Rauner signs pro-growth bill restricting state regulators
State agencies can no longer pile rules and regulations onto Illinois businesses without first taking into account their economic effects.
Illinois Gov. Bruce Rauner signed a bill into law Aug. 3 that will provide more protections for Illinois business owners, especially small business owners, moving forward.
House Bill 5253, sponsored by Rep. Carol Sente, D-Buffalo Grove, requires state regulatory agencies to examine the potential economic impact that proposed regulations could have on small businesses. This bill also requires the state to provide a list of industries that would be affected by the proposed regulation, and for that list to be made available to the public. It will go into effect Jan. 1, 2019.

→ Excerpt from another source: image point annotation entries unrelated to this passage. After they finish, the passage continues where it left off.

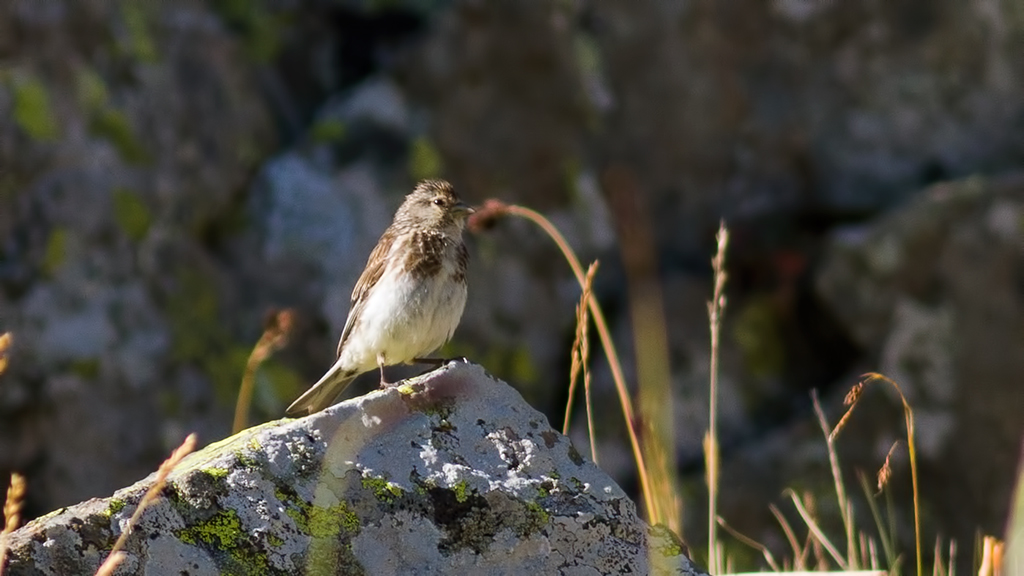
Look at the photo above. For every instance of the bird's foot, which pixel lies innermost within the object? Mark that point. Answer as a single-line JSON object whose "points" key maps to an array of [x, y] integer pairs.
{"points": [[436, 362]]}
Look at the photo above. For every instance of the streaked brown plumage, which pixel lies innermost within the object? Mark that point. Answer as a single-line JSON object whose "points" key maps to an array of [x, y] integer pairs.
{"points": [[410, 297]]}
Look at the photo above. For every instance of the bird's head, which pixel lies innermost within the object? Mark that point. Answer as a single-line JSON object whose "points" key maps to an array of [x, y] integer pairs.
{"points": [[433, 204]]}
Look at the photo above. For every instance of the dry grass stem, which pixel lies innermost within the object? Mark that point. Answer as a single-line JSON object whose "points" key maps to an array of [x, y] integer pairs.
{"points": [[150, 497], [908, 420], [11, 511], [715, 310], [5, 341], [581, 359], [886, 471], [851, 400], [799, 552], [769, 559], [276, 329], [845, 507], [991, 558], [888, 545], [111, 564], [484, 217]]}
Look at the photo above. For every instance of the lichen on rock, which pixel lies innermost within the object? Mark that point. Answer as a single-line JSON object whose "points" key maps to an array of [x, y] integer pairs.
{"points": [[375, 485]]}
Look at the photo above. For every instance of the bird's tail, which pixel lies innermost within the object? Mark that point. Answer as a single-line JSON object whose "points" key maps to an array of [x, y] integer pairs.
{"points": [[324, 393]]}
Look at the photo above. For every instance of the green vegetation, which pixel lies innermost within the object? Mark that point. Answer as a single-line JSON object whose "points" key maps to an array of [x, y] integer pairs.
{"points": [[33, 112], [131, 214], [114, 126], [140, 44], [424, 160]]}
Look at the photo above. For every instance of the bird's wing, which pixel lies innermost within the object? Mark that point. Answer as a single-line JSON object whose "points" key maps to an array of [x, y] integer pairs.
{"points": [[376, 265]]}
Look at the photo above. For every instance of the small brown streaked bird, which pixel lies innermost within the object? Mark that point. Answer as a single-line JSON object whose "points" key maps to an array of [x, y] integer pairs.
{"points": [[410, 297]]}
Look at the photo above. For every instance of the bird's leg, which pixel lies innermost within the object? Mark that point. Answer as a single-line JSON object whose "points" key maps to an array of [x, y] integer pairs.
{"points": [[380, 364], [436, 363]]}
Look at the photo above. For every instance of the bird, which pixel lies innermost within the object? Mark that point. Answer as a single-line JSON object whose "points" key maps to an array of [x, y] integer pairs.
{"points": [[409, 299]]}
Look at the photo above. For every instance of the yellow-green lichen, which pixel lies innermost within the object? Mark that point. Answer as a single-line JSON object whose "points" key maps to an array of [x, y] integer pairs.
{"points": [[113, 125], [92, 92], [139, 44], [217, 474], [537, 517], [115, 505], [424, 160], [461, 490], [328, 131], [258, 28], [382, 489], [56, 250], [246, 459], [33, 112], [131, 214], [223, 532]]}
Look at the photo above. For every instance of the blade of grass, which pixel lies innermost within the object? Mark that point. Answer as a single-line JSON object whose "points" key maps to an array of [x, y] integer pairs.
{"points": [[845, 507], [276, 328], [115, 558], [715, 310], [884, 535], [494, 209], [799, 552], [769, 559], [819, 535], [581, 359], [911, 449]]}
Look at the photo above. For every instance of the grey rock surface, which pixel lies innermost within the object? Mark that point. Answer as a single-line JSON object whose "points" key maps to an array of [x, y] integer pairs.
{"points": [[933, 292], [450, 471]]}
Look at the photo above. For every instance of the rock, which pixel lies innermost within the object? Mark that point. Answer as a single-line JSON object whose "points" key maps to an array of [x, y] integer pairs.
{"points": [[448, 471], [932, 292]]}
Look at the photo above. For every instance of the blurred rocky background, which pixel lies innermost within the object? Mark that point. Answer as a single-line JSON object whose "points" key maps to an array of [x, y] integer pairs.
{"points": [[172, 171]]}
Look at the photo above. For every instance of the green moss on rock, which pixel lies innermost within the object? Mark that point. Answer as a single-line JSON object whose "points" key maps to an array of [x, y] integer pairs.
{"points": [[56, 250], [223, 533], [33, 112], [382, 489]]}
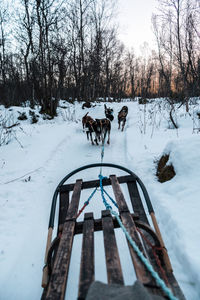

Simply put, bureaucratic government agencies can no longer pile rules and regulations onto businesses without first considering how they may negatively affect those businesses. Illinois Policy lobbied in support of this bill.
This is a win for businesses and consumers alike. Small businesses are disproportionately weighed down by over-burdensome regulations, as it’s more difficult for them to shoulder compliance costs compared with their larger competitors. This measure will also help to ensure regulations imposed are truly in the best interest of consumers and the public.
Moreover, by requiring a list of affected industries to be posted publically online, it will give entrepreneurs a heads up as to what could be coming down the regulatory pipeline. With this new transparency measure, they would also receive the ability to respond before the regulation becomes binding.
This new law builds upon a bill passed by the General Assembly and signed into law by Rauner in 2017. Senate Bill 867, introduced by state Sen. Thomas Cullerton, D-Villa Park, reduced certain filing fees for LLCs, thus reducing the licensing burden on small business. Both of these bills together provide relief for business owners from burdensome fees and regulations.
In addition to the obvious protections for businesses, this new law also signals the future of regulation in Illinois could be smarter than it is today. The Illinois General Assembly should continue these efforts by looking at more ways to make Illinois a state that attracts, rather than repels, business investment.